Trump, penso que tem uma política interna muito ruim. E na política externa, coisas muito criticáveis. Mas tem uma coisa interessante. Ele não é um neoconservador. Ele quer colocar fim à ideia de que os Estados Unidos sejam o exército do mundo. Isso é interessante pela forma como os outros brigam para que os Estados Unidos continuem sendo exército do mundo.

Você acredita que Bolsonaro, Trump, Salvini inspiram admiração entre os coletes amarelos?

Não. Eu ouvi poucas discussões sobre eles. Recentemente o primeiro ministro italiano saudou o movimento dos coletes amarelos. Eu não ouvi na manifestação de sábado pessoas falando disso. Discutimos de tudo. Mas não penso que haja admiração por essas pessoas.

Trump disse que os coletes amarelos gritaram “queremos Trump”.

Isso é típico do método de Bannon; cria-se um rumor do nada e depois ele é inflado. Eu não vi isso. Talvez aconteceu em algum lugar. Para falar de maneira menos diplomática, eu vi mais gestos neonazistas por parte de algumas pessoas do que pessoas falando de Trump, Salvini ou de outras personalidades populistas, Orban… Em ligação com a sua pergunta, não podemos negar que o movimento dos coletes amarelos se manifesta de maneira diferente entre os povos, uma negação da globalização financeira que mata os povos. Isso se manifestou na vitória do Tsipras, no início contra a austeridade. Ao final, ele não fez o que foi eleito para. Creio que foi a razão do movimento 5 Estrelas e da Liga do Norte, na Itália. Creio que foi a razão da derrota de Hillary Clinton, que era vista pelos americanos como símbolo desse sistema; a vitória de Trump: a vitória da direita radical no leste europeu. Há um fenômeno mundial de negação por parte dos povos de um sistema oligárquico, de uma globalização financeira que mata o trabalho, o nível de vida das pessoas.

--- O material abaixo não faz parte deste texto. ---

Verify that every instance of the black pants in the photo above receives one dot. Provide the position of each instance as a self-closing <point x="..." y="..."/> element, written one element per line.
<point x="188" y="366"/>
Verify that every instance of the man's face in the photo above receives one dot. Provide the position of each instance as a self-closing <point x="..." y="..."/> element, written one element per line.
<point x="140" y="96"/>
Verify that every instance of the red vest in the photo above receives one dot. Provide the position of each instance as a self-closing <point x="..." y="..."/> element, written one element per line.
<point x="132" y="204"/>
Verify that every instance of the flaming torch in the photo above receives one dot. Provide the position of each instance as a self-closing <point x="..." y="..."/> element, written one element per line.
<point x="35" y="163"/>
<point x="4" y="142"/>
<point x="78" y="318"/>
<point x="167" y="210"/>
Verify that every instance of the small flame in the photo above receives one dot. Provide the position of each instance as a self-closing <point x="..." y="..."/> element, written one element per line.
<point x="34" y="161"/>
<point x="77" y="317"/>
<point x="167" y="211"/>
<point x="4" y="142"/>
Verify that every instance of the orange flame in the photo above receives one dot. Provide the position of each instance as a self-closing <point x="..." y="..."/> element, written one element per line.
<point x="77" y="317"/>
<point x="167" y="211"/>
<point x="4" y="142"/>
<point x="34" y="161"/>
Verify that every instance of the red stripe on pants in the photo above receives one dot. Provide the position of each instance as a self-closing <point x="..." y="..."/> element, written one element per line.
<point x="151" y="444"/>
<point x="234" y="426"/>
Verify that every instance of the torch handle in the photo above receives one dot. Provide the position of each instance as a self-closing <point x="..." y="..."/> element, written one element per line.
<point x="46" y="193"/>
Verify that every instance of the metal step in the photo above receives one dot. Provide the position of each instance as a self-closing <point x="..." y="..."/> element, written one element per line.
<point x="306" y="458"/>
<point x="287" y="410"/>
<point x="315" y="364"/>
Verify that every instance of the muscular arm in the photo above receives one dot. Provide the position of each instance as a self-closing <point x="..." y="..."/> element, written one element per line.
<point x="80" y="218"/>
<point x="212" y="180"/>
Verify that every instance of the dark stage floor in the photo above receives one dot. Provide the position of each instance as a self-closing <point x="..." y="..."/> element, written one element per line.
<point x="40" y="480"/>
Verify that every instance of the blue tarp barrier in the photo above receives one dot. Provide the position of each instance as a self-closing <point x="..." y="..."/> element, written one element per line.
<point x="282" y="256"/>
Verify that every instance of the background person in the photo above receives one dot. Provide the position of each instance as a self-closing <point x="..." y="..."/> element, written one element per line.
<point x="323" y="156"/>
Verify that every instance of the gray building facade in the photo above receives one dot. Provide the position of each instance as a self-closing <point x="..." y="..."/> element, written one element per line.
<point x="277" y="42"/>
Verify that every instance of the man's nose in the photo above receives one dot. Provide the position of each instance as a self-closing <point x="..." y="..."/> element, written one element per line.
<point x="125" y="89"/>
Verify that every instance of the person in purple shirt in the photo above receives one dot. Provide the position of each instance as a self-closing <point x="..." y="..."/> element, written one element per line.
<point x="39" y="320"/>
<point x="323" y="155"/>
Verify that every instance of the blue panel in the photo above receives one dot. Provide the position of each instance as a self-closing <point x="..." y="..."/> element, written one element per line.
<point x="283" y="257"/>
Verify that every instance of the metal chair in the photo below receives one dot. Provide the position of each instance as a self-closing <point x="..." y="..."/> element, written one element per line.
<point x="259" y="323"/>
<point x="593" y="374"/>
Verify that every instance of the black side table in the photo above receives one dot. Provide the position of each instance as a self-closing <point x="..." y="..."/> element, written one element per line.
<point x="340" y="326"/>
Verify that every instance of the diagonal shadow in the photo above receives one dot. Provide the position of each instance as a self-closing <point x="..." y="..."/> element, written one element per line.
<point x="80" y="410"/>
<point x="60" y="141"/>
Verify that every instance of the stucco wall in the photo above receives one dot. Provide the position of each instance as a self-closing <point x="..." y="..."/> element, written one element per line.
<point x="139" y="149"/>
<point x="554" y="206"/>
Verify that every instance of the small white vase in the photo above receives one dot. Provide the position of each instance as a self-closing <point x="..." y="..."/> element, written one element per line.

No Brasil, um movimento é frequentemente comparado aos coletes amarelos. Ele se dizia apartidário. No início, ele começou para questionar o aumento no preço do transporte público. Transformou-se em reivindicação por melhores serviços públicos. E virou, com a ajuda de partidos de direita, em pedido de impeachment de Dilma Rousseff, que foi um golpe de Estado pois não havia fundamento jurídico para destruí-la. Esse movimento é comparável, na sua visão?

O que você descreve é um belo caso de capitalização. Penso que é um risco. O que eu admiro bastante nas discussões que pude ter com os outros coletes amarelos é que as pessoas têm consciência de sua importância e que não se pode fazer qualquer coisa. Nem todos. Tem gente que só quer ação, ação, ação, sem reflexão. Mas há um certo número de pessoas que tentam fazer uma reflexão, de acalmar as tensões, de se projetar no futuro.

Essas pessoas vão ser importantes para a o depois, porque há um risco de capitalização. Essa raiva continuará se não houver mudança. O risco é dessa raiva se transformar em ira e que essa vontade de evolução se transforme em insurreição. Já vimos na história. Vamos encontrar um projeto positivo, que permita uma justiça a todos, uma justiça fiscal, de emprego, social? Se sim, chegaremos até ela? Se sim, não haverá problema.